Every married man I’ve known has always expressed feelings that his wife isn’t as sexually available – in frequency or intensity (i.e. passion/desire) in comparisson to when they first encountered each other. Generally this is due to her “letting herself go” after marriage or childbirth and she no longer ‘feels sexy’ so sex becomes less important to her or worse still, it takes the status of becoming another ‘household chore’ to add to her list. This then becomes a vicious cycle; she’s let herself go, sex decreases in importance to her and she makes little attempt to, or has no time to take care of herself physically as she did in her youth when she had a prime motivation to maintain herself in peak physical shape (or as close as she could). Add to this the psycho-social dynamic that stresses that men ought not to be so concerned with the physical or place such importance upon sex, and goes as far as to shame him as a ‘deviant’ if he is unwilling to internalize and accept this. Her lack of desire is characterized as HIS problem.
He of course feels cheated and goes through the frustrating internal turmoil of dealing with a social dynamic that tells him he’s ‘bad’ for recognizing his wife is no longer the woman he married. This is the ‘bait & switch’. Her sex drive and physical condition is more than acceptable during courtship and pre-marital relations, but after the marriage he feels he got a raw deal and is powerless to even mention that she ought to take better care of herself for fear of driving that psychological wedge between them that the dynamic of ‘loving her for what she is and not her physical form’ dictates.
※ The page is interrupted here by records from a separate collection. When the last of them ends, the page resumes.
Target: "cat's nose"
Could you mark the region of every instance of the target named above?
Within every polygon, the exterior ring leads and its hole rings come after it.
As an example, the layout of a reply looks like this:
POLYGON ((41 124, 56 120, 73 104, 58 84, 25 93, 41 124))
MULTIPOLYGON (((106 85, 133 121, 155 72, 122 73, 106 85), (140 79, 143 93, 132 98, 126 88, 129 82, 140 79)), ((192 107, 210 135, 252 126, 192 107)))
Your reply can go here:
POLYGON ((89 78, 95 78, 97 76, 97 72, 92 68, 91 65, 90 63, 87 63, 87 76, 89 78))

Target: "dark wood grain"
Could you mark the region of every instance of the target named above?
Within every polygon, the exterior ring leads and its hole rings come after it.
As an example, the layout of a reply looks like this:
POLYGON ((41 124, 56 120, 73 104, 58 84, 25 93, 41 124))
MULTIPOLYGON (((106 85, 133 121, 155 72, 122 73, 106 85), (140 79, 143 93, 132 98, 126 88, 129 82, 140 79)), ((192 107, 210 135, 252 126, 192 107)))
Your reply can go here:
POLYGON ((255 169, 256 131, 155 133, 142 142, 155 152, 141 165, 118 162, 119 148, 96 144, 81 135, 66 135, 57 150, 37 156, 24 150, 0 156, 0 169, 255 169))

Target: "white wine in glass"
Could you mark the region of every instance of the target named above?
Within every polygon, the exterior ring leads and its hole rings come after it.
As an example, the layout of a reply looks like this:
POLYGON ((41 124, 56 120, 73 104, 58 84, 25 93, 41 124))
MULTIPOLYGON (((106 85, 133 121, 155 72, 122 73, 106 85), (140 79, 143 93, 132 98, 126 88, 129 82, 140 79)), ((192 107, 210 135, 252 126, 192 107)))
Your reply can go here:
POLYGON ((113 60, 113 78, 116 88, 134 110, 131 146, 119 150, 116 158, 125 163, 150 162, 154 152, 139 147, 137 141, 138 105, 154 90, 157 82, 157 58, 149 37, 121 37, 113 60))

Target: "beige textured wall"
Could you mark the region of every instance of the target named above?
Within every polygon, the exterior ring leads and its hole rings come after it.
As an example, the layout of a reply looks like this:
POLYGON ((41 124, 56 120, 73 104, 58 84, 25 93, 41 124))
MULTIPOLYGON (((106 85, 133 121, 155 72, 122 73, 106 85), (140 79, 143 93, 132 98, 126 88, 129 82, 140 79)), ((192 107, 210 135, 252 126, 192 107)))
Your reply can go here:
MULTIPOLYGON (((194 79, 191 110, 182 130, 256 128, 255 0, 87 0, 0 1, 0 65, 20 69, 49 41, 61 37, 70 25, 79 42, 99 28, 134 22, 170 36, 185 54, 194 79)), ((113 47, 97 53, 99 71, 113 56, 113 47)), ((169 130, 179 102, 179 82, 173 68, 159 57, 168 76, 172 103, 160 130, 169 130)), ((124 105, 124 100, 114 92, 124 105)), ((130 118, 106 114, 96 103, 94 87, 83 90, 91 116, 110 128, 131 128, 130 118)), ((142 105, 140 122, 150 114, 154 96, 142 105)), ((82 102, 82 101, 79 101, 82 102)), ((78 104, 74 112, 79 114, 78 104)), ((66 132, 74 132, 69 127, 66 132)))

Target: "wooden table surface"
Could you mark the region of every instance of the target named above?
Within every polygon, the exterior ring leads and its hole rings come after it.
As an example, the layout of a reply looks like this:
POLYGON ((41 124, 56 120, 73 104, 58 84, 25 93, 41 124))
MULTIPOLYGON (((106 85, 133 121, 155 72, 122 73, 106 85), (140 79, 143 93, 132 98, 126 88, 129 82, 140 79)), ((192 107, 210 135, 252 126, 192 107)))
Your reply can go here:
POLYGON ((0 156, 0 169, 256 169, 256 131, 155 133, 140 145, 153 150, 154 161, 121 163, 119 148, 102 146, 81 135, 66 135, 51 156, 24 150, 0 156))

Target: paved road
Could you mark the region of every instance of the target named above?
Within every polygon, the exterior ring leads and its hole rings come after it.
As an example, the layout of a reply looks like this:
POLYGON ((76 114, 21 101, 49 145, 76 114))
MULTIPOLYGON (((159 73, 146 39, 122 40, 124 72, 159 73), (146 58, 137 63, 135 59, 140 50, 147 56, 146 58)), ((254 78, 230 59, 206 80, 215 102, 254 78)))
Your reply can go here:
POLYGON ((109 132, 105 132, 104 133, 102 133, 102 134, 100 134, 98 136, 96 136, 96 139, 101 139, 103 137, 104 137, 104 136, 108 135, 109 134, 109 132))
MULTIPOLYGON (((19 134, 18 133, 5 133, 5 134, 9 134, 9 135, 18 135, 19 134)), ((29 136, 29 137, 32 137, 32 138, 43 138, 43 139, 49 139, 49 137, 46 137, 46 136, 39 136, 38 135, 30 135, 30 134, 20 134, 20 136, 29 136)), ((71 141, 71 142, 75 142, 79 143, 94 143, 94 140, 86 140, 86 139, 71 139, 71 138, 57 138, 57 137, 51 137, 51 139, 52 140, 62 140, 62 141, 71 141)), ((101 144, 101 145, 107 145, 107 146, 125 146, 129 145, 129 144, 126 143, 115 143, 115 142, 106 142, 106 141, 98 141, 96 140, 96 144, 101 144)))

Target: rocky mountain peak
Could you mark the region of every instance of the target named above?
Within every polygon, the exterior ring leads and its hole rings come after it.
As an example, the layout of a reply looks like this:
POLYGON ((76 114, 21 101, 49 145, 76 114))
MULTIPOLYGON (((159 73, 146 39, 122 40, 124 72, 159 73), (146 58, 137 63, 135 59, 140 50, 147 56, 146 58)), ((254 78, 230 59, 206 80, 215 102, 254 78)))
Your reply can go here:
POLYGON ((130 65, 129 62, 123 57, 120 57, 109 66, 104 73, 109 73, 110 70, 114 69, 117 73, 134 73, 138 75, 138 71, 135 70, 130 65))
Essentially he is stripped of his one condition for intimacy while her conditions remain and are even more pronounced in light of the responsibilities he assumes in marriage or an LTR.
How important does the role of attraction play in a relationship? The funniest thing is you can apply the same idea to women with regards to a man’s level of success. If a guy cheats on his girlfriend or wife after she ‘lets herself go’ and puts on 20 extra pounds he’s called ‘shallow’, yet if a woman, hypergamously, leaves a guy who’s out of work and/or lacks a certain level of ambition she’s just ‘being prudent’. That said, the definition of what is ‘shallow’ is generally defined by women. It’s a man’s biological imperative to mate with as many fit and attractive females, while it’s a woman’s imperative to choose the male who is best capable of providing her with security and by default to ultimately share in parental investment. But, feminized (not feminist) society calls a man shallow and a woman wise for accepting the roles nature has dealt for them. So it’s my advice that we stop accepting this epithet of ‘shallow’ as some kind of punishment for simply being a man.
In terms of life investments and capitalizing upon opportunity and ambition, men have FAR too much on the line in the long term NOT to be concerned with demanding the highest standard from a woman for an investment that goes beyond anything she could hope to genuinely appreciate or match by other means. It’s really up to you to make the judgement call, but by no means should you allow accusations of superficiality influence your decisions in which woman you ‘should’ find attractive. As a Man, you are well within your rights to expect a maintained physique from a woman, considering the far greater sacrifices she expects from you. Would you leave her if she got fat? Damn right you would. Would she leave you if you went beta-listless-unemployed-alcoholic? Damn right she would.